How city benches are encouraging conversations about mental health
A new program in New York City is changing the way people view therapy and de-stigmatizing conversations around mental health and depression using something as simple as city benches.
The Friendship Bench is a program that lends a listening ear to those in need by offering peer-to-peer mental health conversations.
"That's all it takes -- it takes one conversation to change somebody's life," Helen "Skip" Skipper, a peer listener, told "Good Morning America."
Steve Lopez, another peer, added: "I don't need your name, I don't need to know where you live, I just need to know how you are doing. And talking is the best way to alleviate problems in the future."
While they aren't certified therapists, they still offer up a listening ear that many see as invaluable.
Takeesha White, a therapist and the executive director of the Department of Health and Mental Hygiene in New York City, said she believes Friendship Benches are the answer to a happier society.
"Peers are individuals with lived experiences," she said. "I'm talking about addiction, substance misuse, homelessness, incarceration, brutality, violence, partner violence, all these things."
"There's a lot of stigma ... around the mental health," White added. "Where folks are not quite ready to and they don't quite have the language, understanding to go from, 'Hey, I'm not feeling well today to let me go to a psychiatrist.'"
Friendship Benches began in Zimbabwe, where Dr. Dixon Chibana created the program by training grandmothers in the community to help support and listen to others.

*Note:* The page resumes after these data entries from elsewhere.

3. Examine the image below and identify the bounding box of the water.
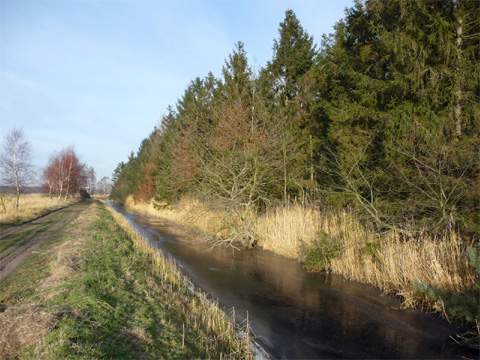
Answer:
[109,205,474,359]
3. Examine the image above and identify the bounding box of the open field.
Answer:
[0,194,77,227]
[0,202,248,359]
[126,197,480,322]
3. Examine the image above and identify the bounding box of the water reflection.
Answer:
[111,207,468,358]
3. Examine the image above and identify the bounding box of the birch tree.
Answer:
[0,128,33,210]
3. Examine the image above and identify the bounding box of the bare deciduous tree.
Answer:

"They told their stories and their depression symptoms went away, their anxiety went away," White said.
Today, Friendship Benches are popping up throughout the Big Apple, and many see them as the answer to the mental health needs of so many Americans.
If a stranger approaches a bench, White says she wants them to know that "they have everything they need inside of themselves."
"Your pain is not imagined. The environments around us are challenging," she added. "If you would just take the time to not hold that as your responsibility and just connect with your thoughts, you will find relief."